Kansas’s spending is going towards its rank as the 3rd highest number of state and local government employees per capita and 3rd highest number of general-purpose governments in the country (Page 20-22). In many Kansas counties, government jobs account for more than a third and sometimes more than half of total jobs.
Between 1992 and 2020, 72 of Kansas’s 105 counties experienced property tax collections more than double despite a decline in population. Property taxes are also high across the state.
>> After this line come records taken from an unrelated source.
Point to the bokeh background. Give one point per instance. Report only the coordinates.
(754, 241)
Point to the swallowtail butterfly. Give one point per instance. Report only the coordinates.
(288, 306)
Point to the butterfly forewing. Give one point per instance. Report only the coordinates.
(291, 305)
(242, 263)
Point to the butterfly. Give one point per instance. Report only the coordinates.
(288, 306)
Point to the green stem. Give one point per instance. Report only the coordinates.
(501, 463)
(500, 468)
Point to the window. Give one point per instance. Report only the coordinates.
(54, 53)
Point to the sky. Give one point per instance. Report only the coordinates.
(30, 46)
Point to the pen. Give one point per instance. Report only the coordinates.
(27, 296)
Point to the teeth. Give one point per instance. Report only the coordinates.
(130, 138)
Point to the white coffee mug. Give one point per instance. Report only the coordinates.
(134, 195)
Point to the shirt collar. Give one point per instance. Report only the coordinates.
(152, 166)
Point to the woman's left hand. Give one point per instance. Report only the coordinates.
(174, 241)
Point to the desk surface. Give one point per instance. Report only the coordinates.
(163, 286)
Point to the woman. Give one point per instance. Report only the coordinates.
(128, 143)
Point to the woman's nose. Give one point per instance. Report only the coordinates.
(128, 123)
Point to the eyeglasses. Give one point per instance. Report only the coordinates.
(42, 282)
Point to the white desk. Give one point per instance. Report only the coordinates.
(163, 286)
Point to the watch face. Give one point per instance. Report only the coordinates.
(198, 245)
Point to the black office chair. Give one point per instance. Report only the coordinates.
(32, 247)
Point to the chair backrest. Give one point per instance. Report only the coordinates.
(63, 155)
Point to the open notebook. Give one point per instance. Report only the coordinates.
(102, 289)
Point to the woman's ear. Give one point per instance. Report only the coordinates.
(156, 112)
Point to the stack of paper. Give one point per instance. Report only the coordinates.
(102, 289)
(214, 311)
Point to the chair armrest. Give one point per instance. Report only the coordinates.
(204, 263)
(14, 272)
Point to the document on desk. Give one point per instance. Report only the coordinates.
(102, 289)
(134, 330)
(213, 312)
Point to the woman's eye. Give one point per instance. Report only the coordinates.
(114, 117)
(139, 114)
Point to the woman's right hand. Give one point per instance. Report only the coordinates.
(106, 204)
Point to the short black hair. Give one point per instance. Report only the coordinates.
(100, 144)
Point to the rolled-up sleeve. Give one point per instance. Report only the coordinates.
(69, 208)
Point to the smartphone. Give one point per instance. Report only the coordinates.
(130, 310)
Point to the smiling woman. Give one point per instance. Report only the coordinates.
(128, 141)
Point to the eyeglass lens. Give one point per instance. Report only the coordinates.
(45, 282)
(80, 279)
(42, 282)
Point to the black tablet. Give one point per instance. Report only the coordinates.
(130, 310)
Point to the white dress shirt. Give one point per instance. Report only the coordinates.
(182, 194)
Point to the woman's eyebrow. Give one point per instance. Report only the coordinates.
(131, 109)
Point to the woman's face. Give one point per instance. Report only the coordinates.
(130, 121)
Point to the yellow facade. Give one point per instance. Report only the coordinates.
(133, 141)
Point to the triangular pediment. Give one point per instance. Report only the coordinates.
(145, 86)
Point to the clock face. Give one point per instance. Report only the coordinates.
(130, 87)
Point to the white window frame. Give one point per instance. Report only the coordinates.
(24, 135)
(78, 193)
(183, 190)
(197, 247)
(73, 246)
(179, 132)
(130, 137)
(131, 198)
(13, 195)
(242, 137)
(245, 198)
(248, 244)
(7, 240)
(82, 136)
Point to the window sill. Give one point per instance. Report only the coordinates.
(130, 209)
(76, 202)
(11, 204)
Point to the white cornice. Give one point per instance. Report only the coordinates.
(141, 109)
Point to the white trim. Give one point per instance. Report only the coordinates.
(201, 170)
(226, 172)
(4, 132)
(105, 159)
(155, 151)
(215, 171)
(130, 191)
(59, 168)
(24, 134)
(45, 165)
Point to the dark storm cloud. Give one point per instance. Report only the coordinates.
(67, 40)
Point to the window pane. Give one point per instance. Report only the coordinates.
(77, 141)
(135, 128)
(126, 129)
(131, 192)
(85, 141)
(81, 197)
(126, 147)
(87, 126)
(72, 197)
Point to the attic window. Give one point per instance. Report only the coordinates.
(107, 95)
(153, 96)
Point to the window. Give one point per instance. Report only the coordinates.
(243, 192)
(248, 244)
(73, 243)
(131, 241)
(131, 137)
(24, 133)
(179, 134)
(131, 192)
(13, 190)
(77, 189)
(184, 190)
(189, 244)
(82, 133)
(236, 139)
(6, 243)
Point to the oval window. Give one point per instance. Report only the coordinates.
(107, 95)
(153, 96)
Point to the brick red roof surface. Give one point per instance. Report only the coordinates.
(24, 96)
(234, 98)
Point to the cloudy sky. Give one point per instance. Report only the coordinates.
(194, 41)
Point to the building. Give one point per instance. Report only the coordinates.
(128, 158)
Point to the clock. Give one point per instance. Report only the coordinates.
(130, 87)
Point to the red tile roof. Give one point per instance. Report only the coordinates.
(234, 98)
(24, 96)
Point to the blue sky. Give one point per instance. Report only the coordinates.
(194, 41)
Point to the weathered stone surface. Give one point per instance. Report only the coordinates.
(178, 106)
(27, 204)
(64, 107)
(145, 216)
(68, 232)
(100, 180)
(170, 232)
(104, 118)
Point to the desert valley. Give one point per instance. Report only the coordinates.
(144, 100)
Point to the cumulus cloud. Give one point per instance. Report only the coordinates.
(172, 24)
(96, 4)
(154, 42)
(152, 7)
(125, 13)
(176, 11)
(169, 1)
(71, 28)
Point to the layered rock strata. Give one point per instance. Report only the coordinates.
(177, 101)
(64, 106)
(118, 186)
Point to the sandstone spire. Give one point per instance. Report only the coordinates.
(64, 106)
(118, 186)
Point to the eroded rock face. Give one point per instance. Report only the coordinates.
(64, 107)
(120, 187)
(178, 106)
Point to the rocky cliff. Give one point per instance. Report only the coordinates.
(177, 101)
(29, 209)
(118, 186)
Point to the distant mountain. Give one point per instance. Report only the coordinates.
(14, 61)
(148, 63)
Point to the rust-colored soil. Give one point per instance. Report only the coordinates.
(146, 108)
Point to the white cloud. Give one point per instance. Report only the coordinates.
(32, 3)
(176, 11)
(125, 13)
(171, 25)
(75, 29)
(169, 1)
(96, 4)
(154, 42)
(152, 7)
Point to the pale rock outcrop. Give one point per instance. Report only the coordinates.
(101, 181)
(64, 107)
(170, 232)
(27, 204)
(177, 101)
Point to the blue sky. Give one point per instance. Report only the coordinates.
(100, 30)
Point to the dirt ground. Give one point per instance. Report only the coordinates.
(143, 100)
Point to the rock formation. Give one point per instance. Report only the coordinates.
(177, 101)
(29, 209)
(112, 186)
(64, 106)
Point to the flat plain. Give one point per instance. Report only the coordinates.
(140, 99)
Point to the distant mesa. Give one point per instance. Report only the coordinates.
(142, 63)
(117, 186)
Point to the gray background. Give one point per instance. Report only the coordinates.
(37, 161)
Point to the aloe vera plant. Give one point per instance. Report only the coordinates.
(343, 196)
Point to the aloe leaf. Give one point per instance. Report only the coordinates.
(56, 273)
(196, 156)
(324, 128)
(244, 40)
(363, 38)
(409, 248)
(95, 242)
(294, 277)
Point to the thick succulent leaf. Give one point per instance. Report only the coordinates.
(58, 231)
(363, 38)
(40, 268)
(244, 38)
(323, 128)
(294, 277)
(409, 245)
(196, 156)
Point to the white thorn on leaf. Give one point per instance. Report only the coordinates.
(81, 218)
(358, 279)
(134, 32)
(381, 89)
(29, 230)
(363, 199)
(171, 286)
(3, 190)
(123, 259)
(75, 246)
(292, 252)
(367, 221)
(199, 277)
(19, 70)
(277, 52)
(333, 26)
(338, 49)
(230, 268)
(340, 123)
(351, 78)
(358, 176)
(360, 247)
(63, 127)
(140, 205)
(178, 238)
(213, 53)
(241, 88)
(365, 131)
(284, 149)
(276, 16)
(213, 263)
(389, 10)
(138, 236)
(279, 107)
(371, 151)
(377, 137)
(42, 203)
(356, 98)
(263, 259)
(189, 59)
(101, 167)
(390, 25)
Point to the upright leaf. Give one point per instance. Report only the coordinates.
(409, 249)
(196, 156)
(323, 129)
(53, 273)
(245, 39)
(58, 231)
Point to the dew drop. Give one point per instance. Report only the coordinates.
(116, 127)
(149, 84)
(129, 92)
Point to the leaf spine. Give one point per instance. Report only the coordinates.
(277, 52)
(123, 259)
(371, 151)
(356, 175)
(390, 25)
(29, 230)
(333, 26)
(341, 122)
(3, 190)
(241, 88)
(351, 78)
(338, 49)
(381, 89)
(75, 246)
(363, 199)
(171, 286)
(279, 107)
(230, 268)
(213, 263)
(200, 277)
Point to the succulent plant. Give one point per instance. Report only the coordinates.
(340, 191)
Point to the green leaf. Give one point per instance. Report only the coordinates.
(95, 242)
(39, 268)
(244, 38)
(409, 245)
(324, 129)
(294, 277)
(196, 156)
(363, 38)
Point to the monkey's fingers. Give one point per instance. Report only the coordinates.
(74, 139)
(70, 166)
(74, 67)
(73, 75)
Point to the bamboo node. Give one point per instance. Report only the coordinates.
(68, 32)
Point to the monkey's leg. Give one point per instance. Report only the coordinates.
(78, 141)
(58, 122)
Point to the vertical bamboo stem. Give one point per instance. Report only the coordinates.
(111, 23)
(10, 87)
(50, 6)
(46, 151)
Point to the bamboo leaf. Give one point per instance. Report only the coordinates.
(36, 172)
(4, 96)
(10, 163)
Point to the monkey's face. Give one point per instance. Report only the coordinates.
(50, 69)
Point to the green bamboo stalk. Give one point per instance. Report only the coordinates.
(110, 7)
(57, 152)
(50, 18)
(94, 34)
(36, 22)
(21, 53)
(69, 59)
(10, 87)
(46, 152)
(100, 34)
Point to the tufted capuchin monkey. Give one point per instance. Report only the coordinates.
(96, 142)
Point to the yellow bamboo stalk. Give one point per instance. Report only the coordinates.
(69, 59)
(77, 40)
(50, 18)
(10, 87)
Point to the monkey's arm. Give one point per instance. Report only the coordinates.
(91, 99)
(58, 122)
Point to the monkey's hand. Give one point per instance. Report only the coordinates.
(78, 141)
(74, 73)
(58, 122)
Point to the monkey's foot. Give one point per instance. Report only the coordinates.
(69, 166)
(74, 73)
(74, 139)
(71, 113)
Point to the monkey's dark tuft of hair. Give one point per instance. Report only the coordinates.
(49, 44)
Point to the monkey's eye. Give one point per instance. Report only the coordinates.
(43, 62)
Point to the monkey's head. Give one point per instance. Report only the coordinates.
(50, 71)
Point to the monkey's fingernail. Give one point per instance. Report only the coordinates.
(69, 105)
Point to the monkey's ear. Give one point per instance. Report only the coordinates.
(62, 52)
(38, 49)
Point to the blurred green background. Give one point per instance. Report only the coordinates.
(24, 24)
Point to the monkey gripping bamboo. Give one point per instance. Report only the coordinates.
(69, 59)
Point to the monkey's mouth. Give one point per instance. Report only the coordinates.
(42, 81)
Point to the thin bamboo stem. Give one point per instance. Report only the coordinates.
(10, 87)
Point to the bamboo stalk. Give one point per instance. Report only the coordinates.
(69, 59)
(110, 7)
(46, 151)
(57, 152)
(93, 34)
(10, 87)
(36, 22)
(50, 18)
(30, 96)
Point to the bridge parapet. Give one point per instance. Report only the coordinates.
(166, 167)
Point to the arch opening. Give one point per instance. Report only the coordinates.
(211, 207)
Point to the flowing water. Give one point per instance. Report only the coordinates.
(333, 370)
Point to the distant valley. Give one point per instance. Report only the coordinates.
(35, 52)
When compared with similarly sized rural towns across the country, a city the size of Iola has the highest property tax on commercial properties and the fourth-highest property tax on homestead properties in the nation.
The relationship between the size of government and economic growth is as true today as we first wrote for the Wall Street Journal in 2012 – States that spend less, tax less…and grow more. Kansas’s high taxes support the big size of state and local government. The consequence of these taxes is that people and businesses choose to move and establish their places of work elsewhere.
The Green Book tries to capture this distinction by comparing states with and without an income tax. In 2022, states that tax income spent 77% more per resident than states without an income tax. According to the BLS again, between 1998 and 2023, private-sector jobs in non-income taxing states grew by 49.7% compared to 19.9% in income-taxing states.
Kansas can afford income tax reform to at least match the dozens of other states that have already lowered their rates. The end result will be taking the first steps to make Kansas a more formidable economy for each Kansan.
Ganon Evans – Kansas Policy Institute
Ganon Evans is a Policy Manager and Analyst in the Kansas Policy Institute’s Sandlian Center for Entrepreneurial Government.